L’edizione odierna de “La Repubblica” ha intervistato Daniele Adani che dopo l’addio a Sky è pronto a ripartire dalla Rai dove domenica debutterà a 90°.

«Con me sono stati bravissimi sotto l’aspetto umano. Mentre scendevo i gradini di Wembley, pochi minuti dopo aver annunciato che quella sarebbe stata l’ultima telecronaca con Sky, ho ricevuto il loro primo messaggio. Sono stati discreti, mi hanno permesso di riflettere, senza mettermi pressioni, infatti entro a campionato iniziato. Ma tutto questo per me ha un grande valore».

Lei è il simbolo di una ricerca diversa del linguaggio, nella narrazione calcistica. La Rai rappresenta invece la tradizione: come si mescolano questi mondi?
«Io lo trovo magico. Si uniscono col tempo, ma non è solo il linguaggio del calcio, è la vita che è cambiata. Per meritarti di connettere la gente col mondo del calcio giocato, devi evolverti: io non ho mai cercato consensi, ho sempre cercato di essere interessante e credibile. E la Rai va in questa direzione, con un grande rispetto per l’opinione libera. Se parli per avere consensi la gente lo capisce e ti abbandona. La Rai ha un valore incredibile, perché è di tutti».

A distanza di due mesi ha capito perché è finita con Sky?
«Non dovete chiederlo a me. Ma non è un problema, mi hanno scritto in tantissimi, ho tanti amici lì, tecnici, persone in redazione, ragazzi che incroci nei corridoi.

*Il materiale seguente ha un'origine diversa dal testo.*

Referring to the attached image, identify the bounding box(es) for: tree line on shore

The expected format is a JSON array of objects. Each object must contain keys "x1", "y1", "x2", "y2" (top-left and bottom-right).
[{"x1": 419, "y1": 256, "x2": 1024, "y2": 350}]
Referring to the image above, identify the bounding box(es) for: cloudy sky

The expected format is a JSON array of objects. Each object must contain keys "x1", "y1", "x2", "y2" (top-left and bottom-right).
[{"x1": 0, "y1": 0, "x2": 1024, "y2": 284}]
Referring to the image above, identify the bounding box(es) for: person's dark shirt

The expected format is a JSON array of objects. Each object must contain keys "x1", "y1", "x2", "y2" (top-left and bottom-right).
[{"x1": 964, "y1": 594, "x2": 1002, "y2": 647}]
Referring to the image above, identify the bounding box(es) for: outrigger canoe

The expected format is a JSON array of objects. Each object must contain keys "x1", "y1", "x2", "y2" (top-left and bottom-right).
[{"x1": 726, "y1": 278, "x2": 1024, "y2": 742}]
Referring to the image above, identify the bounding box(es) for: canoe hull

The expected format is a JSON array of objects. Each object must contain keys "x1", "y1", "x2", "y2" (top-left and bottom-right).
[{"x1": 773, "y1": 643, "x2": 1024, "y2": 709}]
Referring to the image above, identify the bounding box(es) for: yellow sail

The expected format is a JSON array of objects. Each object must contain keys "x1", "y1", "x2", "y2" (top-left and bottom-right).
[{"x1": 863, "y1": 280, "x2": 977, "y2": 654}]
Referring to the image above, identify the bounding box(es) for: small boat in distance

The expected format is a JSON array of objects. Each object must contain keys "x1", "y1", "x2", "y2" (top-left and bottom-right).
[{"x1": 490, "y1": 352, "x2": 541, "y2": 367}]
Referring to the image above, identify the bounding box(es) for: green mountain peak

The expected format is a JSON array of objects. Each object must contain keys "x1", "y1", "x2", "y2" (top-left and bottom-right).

Sky mi ha permesso per anni di raccontare il calcio, ore è tempo di farlo in Rai».

In passato ha anche rinunciato a lavorare con Mancini all’Inter.
«Sì, nel 2014, per la parola data all’emittente. E ora siamo ancora più amici col Mancio. Anche all’Europeo l’ho sentito tre, quattro volte al giorno».

È davvero cambiato il modo di parlare di sport?
«Basta uscire per rendersene conto. L’attenzione va meritata. Usciamo dagli uffici, giriamo per strada».

Con Vieri ha inaugurato la BoboTv su Twitch: è il futuro?
«Chiediamoci perché i ragazzi si rifugino su piattaforme così: dobbiamo saper parlare a 60enni e 20enni, la gente non aspetta altro che innamorarsi del calcio».